Ratan Tata and his peers searched worldwide to find a successor when, at age 75 in 2012, he decided to retire as chairman of Tata Sons Ltd He remained the chairman of Tata Trusts Ltd that holds majority stake in Tata Sons. The global manhunt ended with the appointment of Mistry, only 47, and scion of a family known to the Tatas for generations. Handing over charge of the Group with annual revenue of approximately US$ 110 billion, Tata advised Mistry to “Be your own man. Be yourself.” It seems Mistry did follow Tata’s advice with consequences that led Deepali Gupta to writing this book once Mistry was voted out of chairmanship after three years, 10 months and seven days.
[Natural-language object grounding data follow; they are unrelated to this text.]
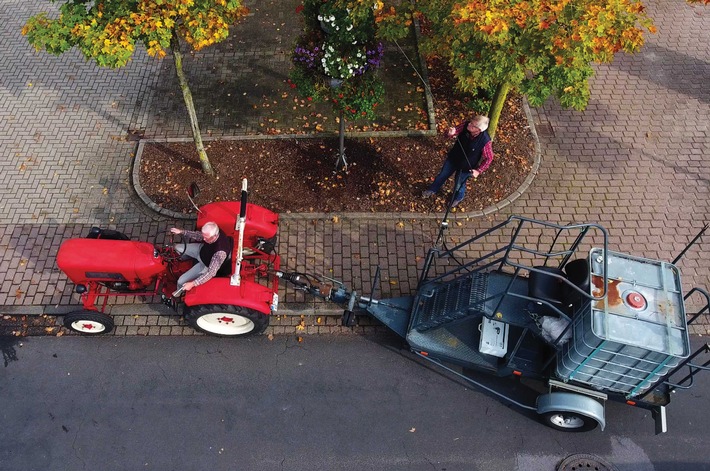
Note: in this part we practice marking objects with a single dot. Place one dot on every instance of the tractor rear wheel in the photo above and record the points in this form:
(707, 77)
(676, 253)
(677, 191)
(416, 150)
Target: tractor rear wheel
(88, 322)
(226, 320)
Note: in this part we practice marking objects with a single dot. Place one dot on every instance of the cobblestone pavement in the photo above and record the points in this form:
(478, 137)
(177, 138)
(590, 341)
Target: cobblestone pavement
(634, 161)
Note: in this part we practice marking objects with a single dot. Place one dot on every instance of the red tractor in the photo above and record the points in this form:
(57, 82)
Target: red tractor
(106, 264)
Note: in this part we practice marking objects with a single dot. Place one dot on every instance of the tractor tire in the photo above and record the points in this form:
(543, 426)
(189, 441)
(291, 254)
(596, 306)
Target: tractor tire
(88, 322)
(226, 320)
(568, 421)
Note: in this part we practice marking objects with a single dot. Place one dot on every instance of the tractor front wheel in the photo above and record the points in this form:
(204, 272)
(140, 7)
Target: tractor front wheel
(226, 320)
(88, 322)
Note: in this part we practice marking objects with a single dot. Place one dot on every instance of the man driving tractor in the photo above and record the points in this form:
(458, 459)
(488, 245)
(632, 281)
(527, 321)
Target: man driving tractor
(212, 252)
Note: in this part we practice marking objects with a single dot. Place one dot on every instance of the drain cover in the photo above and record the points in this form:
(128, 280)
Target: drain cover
(584, 462)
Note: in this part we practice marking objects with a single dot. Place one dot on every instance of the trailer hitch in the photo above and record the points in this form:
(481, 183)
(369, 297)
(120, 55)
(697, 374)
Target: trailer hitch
(324, 288)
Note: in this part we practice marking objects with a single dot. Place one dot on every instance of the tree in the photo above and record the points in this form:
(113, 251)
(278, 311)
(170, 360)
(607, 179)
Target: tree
(538, 47)
(335, 60)
(107, 32)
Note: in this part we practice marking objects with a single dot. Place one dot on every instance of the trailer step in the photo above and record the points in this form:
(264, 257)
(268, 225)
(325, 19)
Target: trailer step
(441, 304)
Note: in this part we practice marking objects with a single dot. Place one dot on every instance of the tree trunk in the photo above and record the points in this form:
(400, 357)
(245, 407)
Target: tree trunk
(341, 163)
(187, 95)
(497, 106)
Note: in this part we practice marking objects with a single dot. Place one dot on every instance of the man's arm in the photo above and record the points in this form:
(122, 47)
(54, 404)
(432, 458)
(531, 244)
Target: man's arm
(217, 259)
(455, 131)
(486, 158)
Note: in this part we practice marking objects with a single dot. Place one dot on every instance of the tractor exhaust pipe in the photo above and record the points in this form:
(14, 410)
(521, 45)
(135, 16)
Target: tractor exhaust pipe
(236, 279)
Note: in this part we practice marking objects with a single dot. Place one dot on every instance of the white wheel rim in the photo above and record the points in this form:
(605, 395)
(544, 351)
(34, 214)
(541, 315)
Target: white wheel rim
(567, 421)
(88, 327)
(225, 323)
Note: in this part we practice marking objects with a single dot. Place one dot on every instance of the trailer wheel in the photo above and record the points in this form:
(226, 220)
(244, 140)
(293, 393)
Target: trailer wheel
(226, 320)
(569, 421)
(570, 412)
(88, 322)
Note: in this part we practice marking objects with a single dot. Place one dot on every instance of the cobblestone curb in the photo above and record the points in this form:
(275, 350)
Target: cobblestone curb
(157, 319)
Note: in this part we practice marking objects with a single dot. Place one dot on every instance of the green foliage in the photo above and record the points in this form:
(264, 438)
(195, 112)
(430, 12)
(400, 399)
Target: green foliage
(107, 31)
(539, 47)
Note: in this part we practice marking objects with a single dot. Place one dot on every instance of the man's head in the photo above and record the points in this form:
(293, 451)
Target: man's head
(210, 232)
(477, 125)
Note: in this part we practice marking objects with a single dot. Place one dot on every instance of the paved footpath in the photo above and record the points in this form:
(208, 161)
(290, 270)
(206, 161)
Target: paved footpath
(634, 161)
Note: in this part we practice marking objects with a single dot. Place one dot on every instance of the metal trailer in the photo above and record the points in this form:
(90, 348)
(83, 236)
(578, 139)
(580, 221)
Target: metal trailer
(551, 303)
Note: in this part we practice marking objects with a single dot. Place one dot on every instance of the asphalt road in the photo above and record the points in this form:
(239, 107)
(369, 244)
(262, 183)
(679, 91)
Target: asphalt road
(327, 403)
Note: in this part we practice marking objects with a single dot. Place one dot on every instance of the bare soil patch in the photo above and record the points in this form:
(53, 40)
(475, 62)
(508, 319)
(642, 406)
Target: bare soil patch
(384, 175)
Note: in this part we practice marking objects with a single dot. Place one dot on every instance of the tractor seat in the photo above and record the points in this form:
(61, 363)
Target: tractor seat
(545, 286)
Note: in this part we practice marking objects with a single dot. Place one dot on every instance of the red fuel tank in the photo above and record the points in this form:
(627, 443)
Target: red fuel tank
(85, 260)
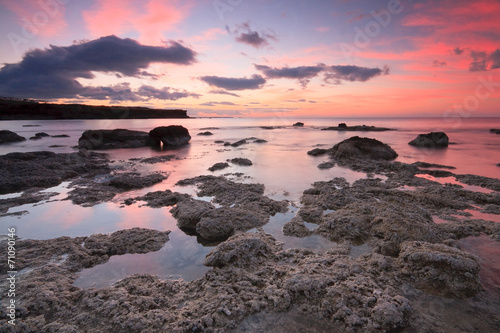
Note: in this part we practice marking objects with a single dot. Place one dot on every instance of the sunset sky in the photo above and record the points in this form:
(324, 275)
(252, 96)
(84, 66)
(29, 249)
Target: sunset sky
(257, 58)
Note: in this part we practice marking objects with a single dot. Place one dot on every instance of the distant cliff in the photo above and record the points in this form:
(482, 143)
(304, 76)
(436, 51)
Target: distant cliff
(17, 109)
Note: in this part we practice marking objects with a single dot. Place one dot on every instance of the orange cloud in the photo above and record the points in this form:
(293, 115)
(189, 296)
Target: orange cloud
(39, 18)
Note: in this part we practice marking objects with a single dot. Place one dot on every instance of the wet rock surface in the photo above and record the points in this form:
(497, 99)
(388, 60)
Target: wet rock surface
(113, 139)
(173, 135)
(9, 136)
(431, 140)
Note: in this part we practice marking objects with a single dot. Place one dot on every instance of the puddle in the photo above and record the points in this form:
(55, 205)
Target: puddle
(488, 252)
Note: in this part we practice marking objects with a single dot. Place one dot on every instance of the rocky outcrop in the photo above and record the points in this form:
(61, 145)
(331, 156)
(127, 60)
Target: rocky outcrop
(241, 161)
(357, 128)
(431, 140)
(362, 148)
(113, 139)
(9, 136)
(173, 135)
(45, 169)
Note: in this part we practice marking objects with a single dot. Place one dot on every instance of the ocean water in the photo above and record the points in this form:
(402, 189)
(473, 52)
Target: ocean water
(281, 164)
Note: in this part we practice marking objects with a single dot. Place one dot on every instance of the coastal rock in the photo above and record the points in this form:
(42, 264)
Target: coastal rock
(8, 137)
(218, 224)
(218, 166)
(431, 140)
(113, 139)
(244, 250)
(173, 135)
(317, 152)
(326, 165)
(45, 169)
(362, 148)
(440, 269)
(241, 161)
(357, 128)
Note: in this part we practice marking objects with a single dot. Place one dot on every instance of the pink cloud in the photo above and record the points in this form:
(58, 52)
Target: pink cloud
(154, 17)
(40, 18)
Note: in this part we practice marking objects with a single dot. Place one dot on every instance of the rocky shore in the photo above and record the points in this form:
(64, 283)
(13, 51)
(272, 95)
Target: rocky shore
(391, 267)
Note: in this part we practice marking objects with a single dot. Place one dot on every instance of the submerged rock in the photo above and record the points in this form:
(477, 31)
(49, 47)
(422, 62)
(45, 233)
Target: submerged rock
(241, 161)
(173, 135)
(218, 166)
(8, 137)
(362, 148)
(431, 140)
(113, 139)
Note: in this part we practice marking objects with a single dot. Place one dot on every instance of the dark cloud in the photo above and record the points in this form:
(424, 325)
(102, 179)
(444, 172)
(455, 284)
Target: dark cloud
(495, 57)
(227, 83)
(223, 92)
(53, 72)
(479, 61)
(437, 63)
(332, 74)
(216, 103)
(243, 34)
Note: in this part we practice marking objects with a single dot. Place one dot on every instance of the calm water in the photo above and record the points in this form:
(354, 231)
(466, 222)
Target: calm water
(281, 164)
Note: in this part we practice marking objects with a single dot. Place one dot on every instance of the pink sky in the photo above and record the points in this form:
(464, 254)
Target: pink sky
(260, 58)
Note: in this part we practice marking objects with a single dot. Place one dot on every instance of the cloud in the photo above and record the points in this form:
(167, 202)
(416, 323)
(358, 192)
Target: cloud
(301, 73)
(53, 72)
(437, 63)
(479, 61)
(253, 38)
(223, 92)
(332, 74)
(255, 82)
(495, 57)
It is pointless for this review to carry salacious tidbits of how, when, why, and what went wrong. The entire meaty, juicy describe-life-as-it-comes narrative shorn of abstraction is Gupta’s bailiwick. Her research is extensive and thorough and she strives to get facts, figures, events and perspectives right. Her reconstruction definitely has the virtue of rectitude.
Apparently, Mistry discovered lots of sins in the running of the holding company. Many of these went beyond the level of Tata Sons and involved its owner Tata Trusts. Ratan Tata chaired the latter; ipso facto, it must mean that over the years, he had aided and abetted the sins. Mistry sued Tata. His affidavit ran to some 900 pages. Short of manslaughter, scores of charges were hurled at Tata for corruption, corporate misgovernance, pursuing misconceived business plans for personal benefit, favouring friends at company cost, misusing the Trusts to stymie Mistry’s policies, opaque investments by RNT Associates, Tata’s vehicle for personal investments, insider trading and so on and on. Courtrooms were packed with teams of India’s top lawyers. There is no safe guess on the cost of litigation.
On judgment day, Mistry was in for a shock. The order was 400 pages long. The judges thought the suit was motivated by personal hurt. They opined that Tata was in the clear while Mistry was wrong to pursue court action. One of the obiter dicta said Mistry was an employee. An angry employee no doubt. A portion of the judgment praised the work of the Tata Group and Tata Trusts.
The case was dismissed.
Mistry has challenged the decision in the appellate court. Currently the appeal is ongoing. Possibly its result will determine who will head the House of Tata. That’s when Gupta might write the sequel.
Sujoy Gupta is business historian and corporate biographer.